VIVA – Emil Audero berbicara jujur soal masa depannya kepada jurnalis Italia. Masa depan kiper Timnas Indonesia itu dipertanyakan di tengah FIFA Matchday.
Skuad Garuda sedang bersiap untuk menghadapi Oman dan Mozambik di FIFA Matchday Juni 2026 ini. Mereka akan bermain pada tanggal 5 dan 9 Juni mendatang di Stadion Utama Gelora Bung Karno.
Herdman menentukan 23 nama dan Emil Audero kembali mendapatkan tempat. Sang penjaga gawang berusia 29 tahun diharapkan untuk mendapatkan kesempatan sebagai starter seperti yang terlihat pada FIFA Series 2026 di bulan Maret lalu.
Namun, selagi dirinya fokus untuk Timnas Indonesia, masa depan Audero dipertanyakan di Italia. Dia baru saja menyelesaikan musim bersama Cremonese, namun kontraknya akan segera habis.
Audero hanya dipinjam oleh Cremonese dari Como 1907. Ada opsi untuk mempermanenkannya, namun itu tampaknya takkan diaktifkan menyusul dengan kegagalan Cremonese bertahan di kasta tertinggi Liga Italia, Serie A.
Dia merupakan salah satu pemain penting I Grigiorossi di sepanjang musim ini. Walau begitu, karena terdegradasi ke Serie B, Audero diharapkan untuk pergi dari Stadio Giovanni Zini.

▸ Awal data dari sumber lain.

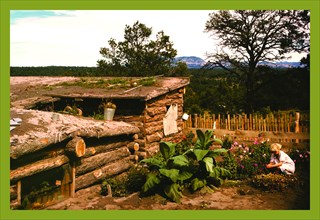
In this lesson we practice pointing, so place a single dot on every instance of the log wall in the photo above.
(150, 122)
(103, 157)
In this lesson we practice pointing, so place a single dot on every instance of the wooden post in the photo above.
(297, 129)
(73, 184)
(195, 120)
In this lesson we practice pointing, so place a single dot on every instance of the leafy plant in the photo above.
(274, 182)
(245, 161)
(108, 104)
(195, 168)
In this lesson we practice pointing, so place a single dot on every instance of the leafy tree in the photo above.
(138, 55)
(247, 37)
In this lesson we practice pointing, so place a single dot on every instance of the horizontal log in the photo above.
(34, 145)
(156, 110)
(133, 146)
(13, 192)
(37, 167)
(91, 163)
(40, 155)
(107, 171)
(76, 147)
(156, 137)
(156, 118)
(152, 148)
(153, 123)
(165, 102)
(104, 148)
(137, 136)
(152, 130)
(141, 142)
(141, 155)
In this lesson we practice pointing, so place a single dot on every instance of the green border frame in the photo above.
(7, 5)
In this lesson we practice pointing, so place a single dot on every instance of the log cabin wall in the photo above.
(155, 112)
(52, 171)
(150, 122)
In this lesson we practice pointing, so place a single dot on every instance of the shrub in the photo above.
(301, 158)
(245, 161)
(124, 185)
(195, 168)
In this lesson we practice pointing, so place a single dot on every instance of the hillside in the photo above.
(194, 62)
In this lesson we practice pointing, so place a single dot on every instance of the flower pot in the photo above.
(109, 113)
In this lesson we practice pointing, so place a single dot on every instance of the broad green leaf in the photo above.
(220, 150)
(172, 191)
(200, 136)
(173, 174)
(167, 149)
(200, 154)
(152, 180)
(180, 160)
(198, 184)
(223, 172)
(215, 173)
(184, 175)
(218, 141)
(153, 161)
(209, 163)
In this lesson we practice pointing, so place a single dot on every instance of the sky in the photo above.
(74, 38)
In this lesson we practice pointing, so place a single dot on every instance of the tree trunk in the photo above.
(76, 147)
(104, 172)
(99, 160)
(37, 167)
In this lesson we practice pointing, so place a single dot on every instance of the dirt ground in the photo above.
(241, 197)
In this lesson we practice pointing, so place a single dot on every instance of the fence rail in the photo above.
(280, 122)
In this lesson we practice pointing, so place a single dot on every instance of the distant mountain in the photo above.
(194, 62)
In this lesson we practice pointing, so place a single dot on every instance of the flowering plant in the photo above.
(301, 157)
(109, 104)
(246, 160)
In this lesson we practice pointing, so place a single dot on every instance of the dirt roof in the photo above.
(144, 88)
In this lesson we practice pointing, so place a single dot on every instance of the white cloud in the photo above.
(75, 37)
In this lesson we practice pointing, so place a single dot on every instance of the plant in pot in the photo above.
(109, 110)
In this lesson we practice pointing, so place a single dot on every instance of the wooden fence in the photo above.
(280, 122)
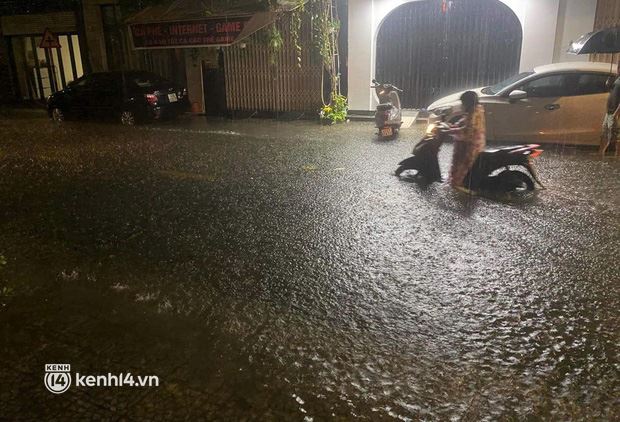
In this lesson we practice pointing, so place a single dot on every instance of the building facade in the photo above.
(542, 31)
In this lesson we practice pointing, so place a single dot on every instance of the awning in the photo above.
(191, 24)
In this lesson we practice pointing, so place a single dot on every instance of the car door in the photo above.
(108, 94)
(585, 108)
(540, 117)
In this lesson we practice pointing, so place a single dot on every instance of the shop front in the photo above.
(37, 72)
(228, 68)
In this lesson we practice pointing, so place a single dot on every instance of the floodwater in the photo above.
(279, 271)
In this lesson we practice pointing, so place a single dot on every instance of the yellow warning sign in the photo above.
(49, 40)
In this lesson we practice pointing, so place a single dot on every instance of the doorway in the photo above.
(40, 72)
(430, 51)
(214, 85)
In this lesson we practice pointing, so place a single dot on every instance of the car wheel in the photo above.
(128, 118)
(58, 116)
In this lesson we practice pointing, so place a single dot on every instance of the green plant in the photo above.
(336, 110)
(274, 42)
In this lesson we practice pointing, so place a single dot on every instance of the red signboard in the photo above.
(214, 31)
(49, 40)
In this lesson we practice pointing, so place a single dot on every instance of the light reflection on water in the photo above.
(344, 292)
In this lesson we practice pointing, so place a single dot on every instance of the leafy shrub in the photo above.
(336, 110)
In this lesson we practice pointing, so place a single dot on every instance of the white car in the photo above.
(557, 103)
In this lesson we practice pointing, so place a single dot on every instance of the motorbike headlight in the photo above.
(442, 111)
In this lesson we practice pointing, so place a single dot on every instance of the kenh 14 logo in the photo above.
(57, 377)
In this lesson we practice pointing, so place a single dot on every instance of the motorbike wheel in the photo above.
(515, 181)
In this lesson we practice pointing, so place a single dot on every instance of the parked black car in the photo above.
(129, 96)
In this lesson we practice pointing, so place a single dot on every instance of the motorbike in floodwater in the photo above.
(388, 115)
(503, 170)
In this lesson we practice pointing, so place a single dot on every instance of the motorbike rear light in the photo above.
(535, 153)
(151, 99)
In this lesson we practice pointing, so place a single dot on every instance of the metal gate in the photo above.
(431, 48)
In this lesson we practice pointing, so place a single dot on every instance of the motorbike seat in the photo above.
(508, 149)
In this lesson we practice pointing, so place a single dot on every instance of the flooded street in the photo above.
(279, 271)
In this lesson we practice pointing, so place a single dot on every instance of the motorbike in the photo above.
(388, 115)
(503, 170)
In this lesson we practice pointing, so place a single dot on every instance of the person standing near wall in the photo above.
(610, 122)
(470, 138)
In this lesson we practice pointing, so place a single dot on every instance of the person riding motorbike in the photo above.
(469, 134)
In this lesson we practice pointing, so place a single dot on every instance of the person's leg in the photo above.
(606, 134)
(613, 138)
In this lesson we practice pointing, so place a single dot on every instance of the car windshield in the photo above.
(494, 89)
(146, 79)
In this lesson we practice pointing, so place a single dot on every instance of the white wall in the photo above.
(538, 18)
(575, 18)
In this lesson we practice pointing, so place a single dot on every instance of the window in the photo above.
(113, 35)
(547, 86)
(146, 79)
(592, 83)
(82, 82)
(494, 89)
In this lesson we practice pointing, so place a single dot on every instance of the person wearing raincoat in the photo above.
(610, 122)
(469, 138)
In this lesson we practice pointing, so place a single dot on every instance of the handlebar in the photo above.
(377, 84)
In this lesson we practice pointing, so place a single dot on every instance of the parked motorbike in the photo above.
(388, 116)
(503, 170)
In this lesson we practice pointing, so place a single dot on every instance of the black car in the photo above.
(130, 96)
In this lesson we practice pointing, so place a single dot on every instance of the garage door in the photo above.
(431, 48)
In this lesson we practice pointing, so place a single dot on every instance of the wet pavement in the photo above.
(279, 271)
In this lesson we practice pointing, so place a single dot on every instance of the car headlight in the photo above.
(441, 111)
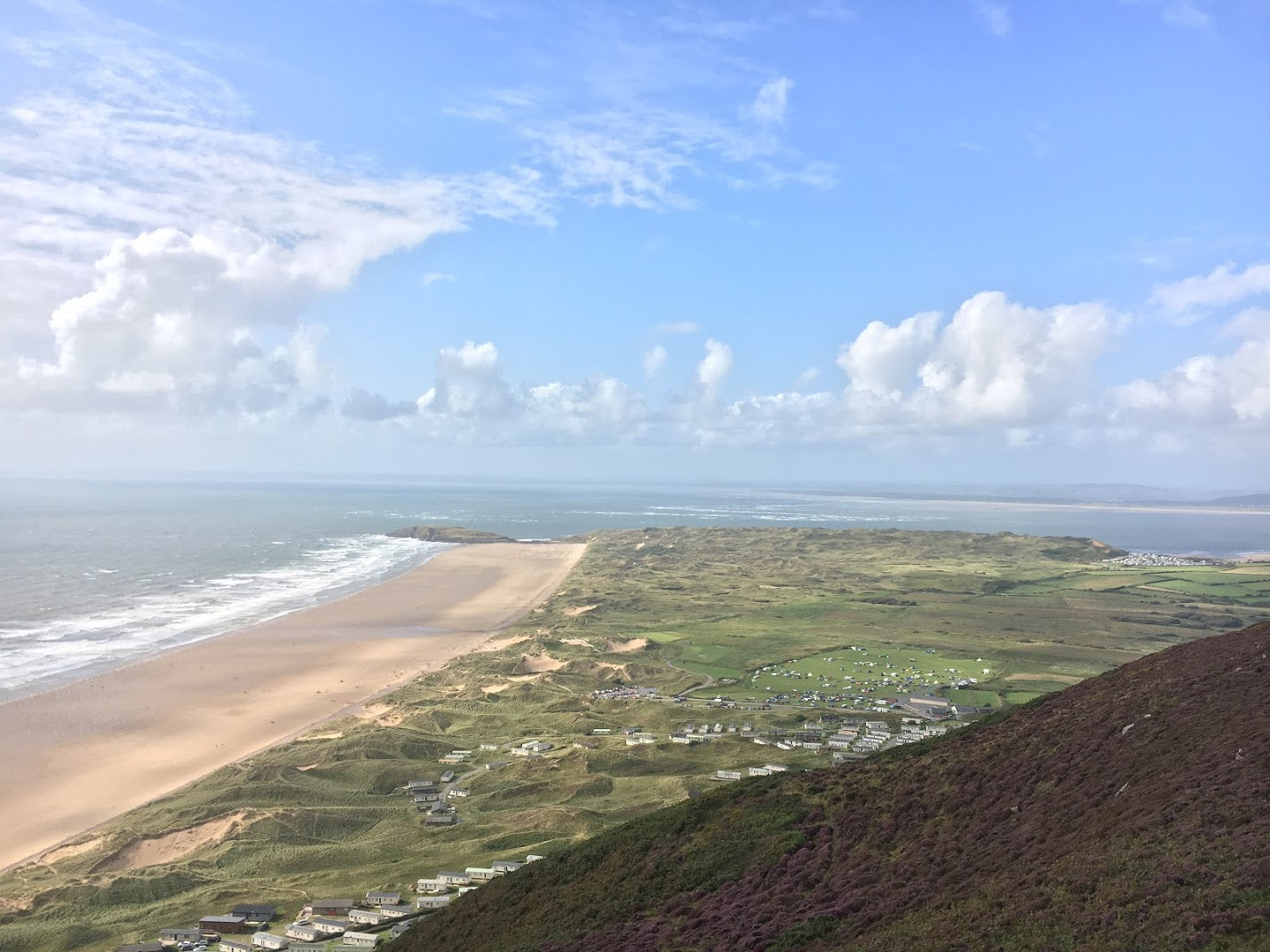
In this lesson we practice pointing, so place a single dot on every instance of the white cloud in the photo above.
(1222, 286)
(209, 240)
(995, 15)
(363, 405)
(1184, 13)
(472, 400)
(771, 102)
(653, 360)
(174, 321)
(714, 367)
(1207, 391)
(995, 362)
(677, 328)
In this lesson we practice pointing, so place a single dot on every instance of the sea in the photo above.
(97, 574)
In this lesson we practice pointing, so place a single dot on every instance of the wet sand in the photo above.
(86, 751)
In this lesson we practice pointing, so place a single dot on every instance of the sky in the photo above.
(822, 242)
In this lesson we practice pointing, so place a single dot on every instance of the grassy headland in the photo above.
(676, 609)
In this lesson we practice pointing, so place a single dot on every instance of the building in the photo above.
(254, 913)
(328, 927)
(333, 907)
(222, 924)
(174, 936)
(432, 901)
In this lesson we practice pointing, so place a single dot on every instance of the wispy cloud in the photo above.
(677, 328)
(995, 15)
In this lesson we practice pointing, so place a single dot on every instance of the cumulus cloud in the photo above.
(995, 15)
(1222, 286)
(1207, 390)
(363, 405)
(995, 362)
(209, 240)
(174, 322)
(472, 399)
(714, 367)
(771, 102)
(653, 360)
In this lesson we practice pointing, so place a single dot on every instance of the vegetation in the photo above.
(677, 609)
(1124, 813)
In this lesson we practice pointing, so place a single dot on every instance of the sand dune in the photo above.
(86, 751)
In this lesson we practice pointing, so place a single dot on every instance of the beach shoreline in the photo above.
(85, 751)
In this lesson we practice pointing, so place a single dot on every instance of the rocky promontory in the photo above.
(448, 534)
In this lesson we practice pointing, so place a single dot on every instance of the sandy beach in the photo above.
(84, 753)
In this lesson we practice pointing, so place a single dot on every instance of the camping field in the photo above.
(746, 614)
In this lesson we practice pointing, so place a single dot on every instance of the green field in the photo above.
(861, 678)
(324, 815)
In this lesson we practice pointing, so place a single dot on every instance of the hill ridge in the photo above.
(1125, 813)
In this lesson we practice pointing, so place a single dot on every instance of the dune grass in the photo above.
(324, 815)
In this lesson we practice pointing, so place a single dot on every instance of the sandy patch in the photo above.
(171, 847)
(70, 851)
(83, 753)
(540, 662)
(383, 715)
(499, 644)
(322, 735)
(1060, 678)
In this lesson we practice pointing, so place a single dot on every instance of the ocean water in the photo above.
(94, 574)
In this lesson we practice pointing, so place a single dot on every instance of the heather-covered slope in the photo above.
(1131, 812)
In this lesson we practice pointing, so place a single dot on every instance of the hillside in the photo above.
(1127, 813)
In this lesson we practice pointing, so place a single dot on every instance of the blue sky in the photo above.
(824, 242)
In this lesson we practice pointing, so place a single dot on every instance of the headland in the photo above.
(85, 751)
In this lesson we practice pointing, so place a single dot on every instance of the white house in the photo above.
(186, 934)
(328, 927)
(432, 901)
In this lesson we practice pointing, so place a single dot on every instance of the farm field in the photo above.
(694, 611)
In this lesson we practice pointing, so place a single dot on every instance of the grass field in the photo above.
(675, 609)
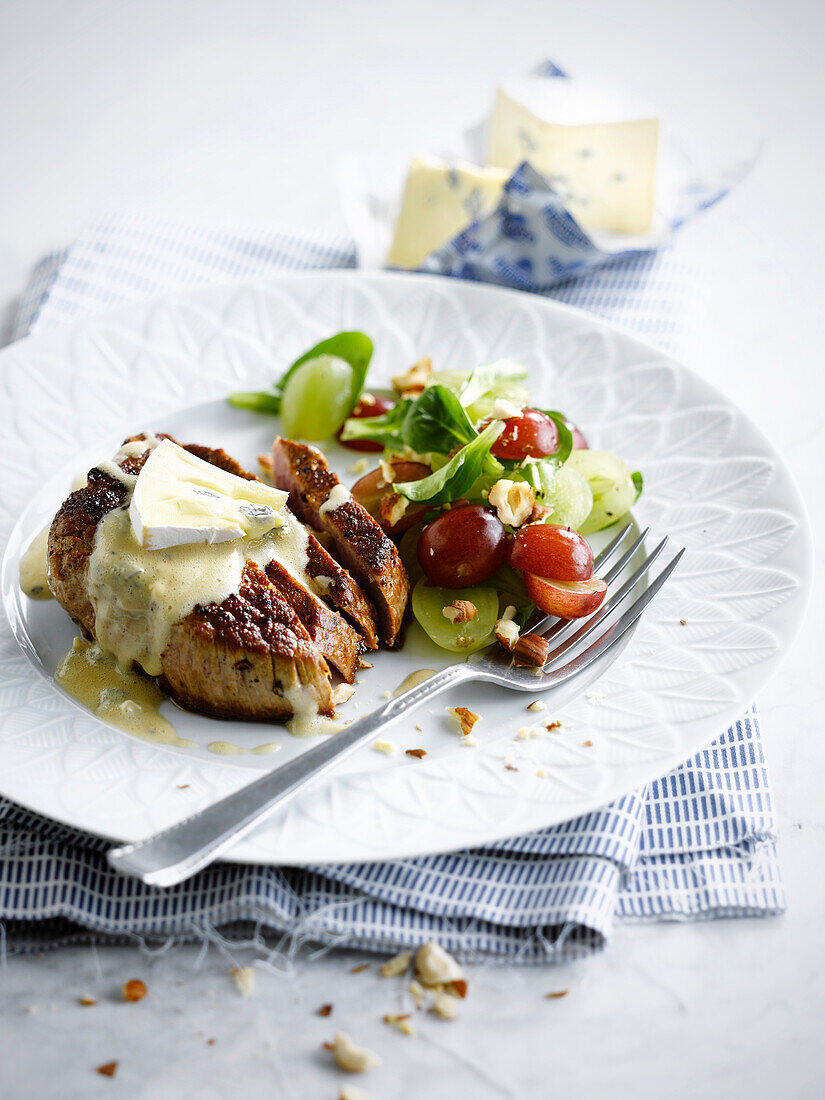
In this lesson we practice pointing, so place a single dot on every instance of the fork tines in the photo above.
(568, 635)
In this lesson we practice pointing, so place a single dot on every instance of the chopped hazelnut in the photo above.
(342, 693)
(506, 633)
(465, 718)
(351, 1058)
(134, 990)
(388, 748)
(513, 501)
(436, 967)
(417, 992)
(415, 380)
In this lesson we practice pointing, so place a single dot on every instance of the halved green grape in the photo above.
(571, 497)
(428, 607)
(317, 398)
(611, 483)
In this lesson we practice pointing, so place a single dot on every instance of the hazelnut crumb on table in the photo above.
(133, 990)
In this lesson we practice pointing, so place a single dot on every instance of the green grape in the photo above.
(571, 498)
(428, 605)
(317, 398)
(611, 483)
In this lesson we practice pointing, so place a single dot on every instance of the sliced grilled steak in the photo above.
(248, 657)
(331, 635)
(241, 658)
(359, 542)
(334, 583)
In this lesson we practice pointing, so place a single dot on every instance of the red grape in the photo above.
(565, 598)
(462, 547)
(558, 553)
(370, 490)
(367, 406)
(530, 433)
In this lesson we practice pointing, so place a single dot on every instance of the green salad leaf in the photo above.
(437, 421)
(486, 380)
(354, 348)
(384, 429)
(458, 475)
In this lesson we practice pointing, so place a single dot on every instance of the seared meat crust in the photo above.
(359, 542)
(234, 659)
(241, 658)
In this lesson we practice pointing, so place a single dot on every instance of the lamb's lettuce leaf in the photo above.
(458, 475)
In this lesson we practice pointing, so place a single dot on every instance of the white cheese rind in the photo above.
(180, 499)
(604, 172)
(440, 199)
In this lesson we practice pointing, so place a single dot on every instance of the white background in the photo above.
(238, 110)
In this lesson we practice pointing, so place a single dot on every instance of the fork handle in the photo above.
(177, 853)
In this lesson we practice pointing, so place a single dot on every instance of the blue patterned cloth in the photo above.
(697, 844)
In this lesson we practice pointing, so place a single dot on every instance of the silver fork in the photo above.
(179, 851)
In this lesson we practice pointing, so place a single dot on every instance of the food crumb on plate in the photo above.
(388, 748)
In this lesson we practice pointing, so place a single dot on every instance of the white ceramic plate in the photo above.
(712, 482)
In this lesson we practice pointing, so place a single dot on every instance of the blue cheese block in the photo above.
(604, 172)
(440, 199)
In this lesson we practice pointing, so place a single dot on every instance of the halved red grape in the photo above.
(372, 488)
(462, 547)
(558, 553)
(565, 598)
(366, 407)
(532, 432)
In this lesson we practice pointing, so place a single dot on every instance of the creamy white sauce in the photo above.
(139, 594)
(34, 568)
(414, 680)
(339, 495)
(227, 748)
(304, 724)
(124, 699)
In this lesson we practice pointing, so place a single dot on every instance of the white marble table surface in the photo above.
(210, 107)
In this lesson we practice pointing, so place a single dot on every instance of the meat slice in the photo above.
(72, 539)
(343, 592)
(334, 583)
(248, 657)
(317, 496)
(331, 635)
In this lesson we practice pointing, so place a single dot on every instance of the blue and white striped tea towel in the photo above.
(697, 844)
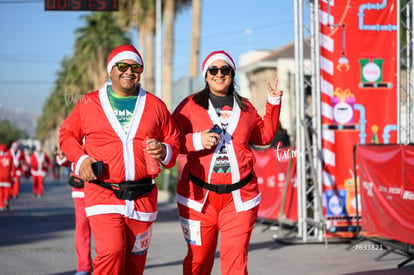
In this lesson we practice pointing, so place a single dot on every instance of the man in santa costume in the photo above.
(217, 191)
(19, 162)
(105, 137)
(82, 227)
(39, 166)
(6, 177)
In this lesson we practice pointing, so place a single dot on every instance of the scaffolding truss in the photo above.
(311, 219)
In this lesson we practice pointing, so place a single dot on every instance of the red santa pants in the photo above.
(218, 215)
(38, 185)
(16, 186)
(3, 196)
(121, 244)
(82, 236)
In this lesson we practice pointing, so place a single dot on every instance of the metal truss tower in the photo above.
(311, 219)
(309, 167)
(405, 73)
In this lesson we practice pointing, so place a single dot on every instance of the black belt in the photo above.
(128, 190)
(221, 188)
(76, 181)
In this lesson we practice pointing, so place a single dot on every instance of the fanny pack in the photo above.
(128, 190)
(221, 188)
(76, 182)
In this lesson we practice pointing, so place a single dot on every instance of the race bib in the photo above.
(142, 242)
(191, 230)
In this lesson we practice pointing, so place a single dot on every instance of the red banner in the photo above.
(272, 170)
(386, 176)
(358, 60)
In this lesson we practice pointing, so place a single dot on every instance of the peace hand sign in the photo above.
(273, 90)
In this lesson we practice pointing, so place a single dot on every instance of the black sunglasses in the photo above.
(225, 70)
(123, 67)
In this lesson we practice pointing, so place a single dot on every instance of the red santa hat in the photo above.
(217, 55)
(123, 52)
(3, 148)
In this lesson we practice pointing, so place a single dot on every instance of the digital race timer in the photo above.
(81, 5)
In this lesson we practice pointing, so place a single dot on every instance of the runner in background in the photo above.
(6, 177)
(39, 166)
(18, 162)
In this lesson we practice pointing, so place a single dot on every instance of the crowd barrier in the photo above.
(276, 173)
(385, 174)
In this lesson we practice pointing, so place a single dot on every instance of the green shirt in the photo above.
(123, 107)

Yang jelas, Audero akan dikembalikan ke klub pemiliknya, Como 1907. Dia masih memiliki kontrak hingga 2028, dan menekankan hal itu ketika ditanyakan soal masa depan.
“Tahun ini, saya dipinjamkan dengan opsi untuk dipermanenkan [ke Cremonese], namun kini saya masih punya sisa kontrak dua tahun bersama Como,” kata Audero dalam wawancara dengan Gianluca Rossi, dilansir media Italia Calcio Cremonese.
Soal bermain di mana, Audero mengatakan bahwa itu masih terlalu awal. “Pada titik ini, itu tampak masih prematur untuk membicarakan masa depan,” tandasnya.
Dia membuka kemungkinan untuk apa pun yang terjadi di musim depan. Namun, untuk bertahan di Como adalah hal yang memungkinkan.
I Lariani akan bermain di Liga Champions pada musim depan. Namun, mereka memerlukan pemain lokal Italia untuk memenuhi kuota homegrown.
Como membutuhkan delapan pemain homegrown untuk didaftarkan ke UEFA. Di skuad saat ini, hanya ada Edoardo Goldaniga yang merupakan pemain homegrown dan juga lokal Italia.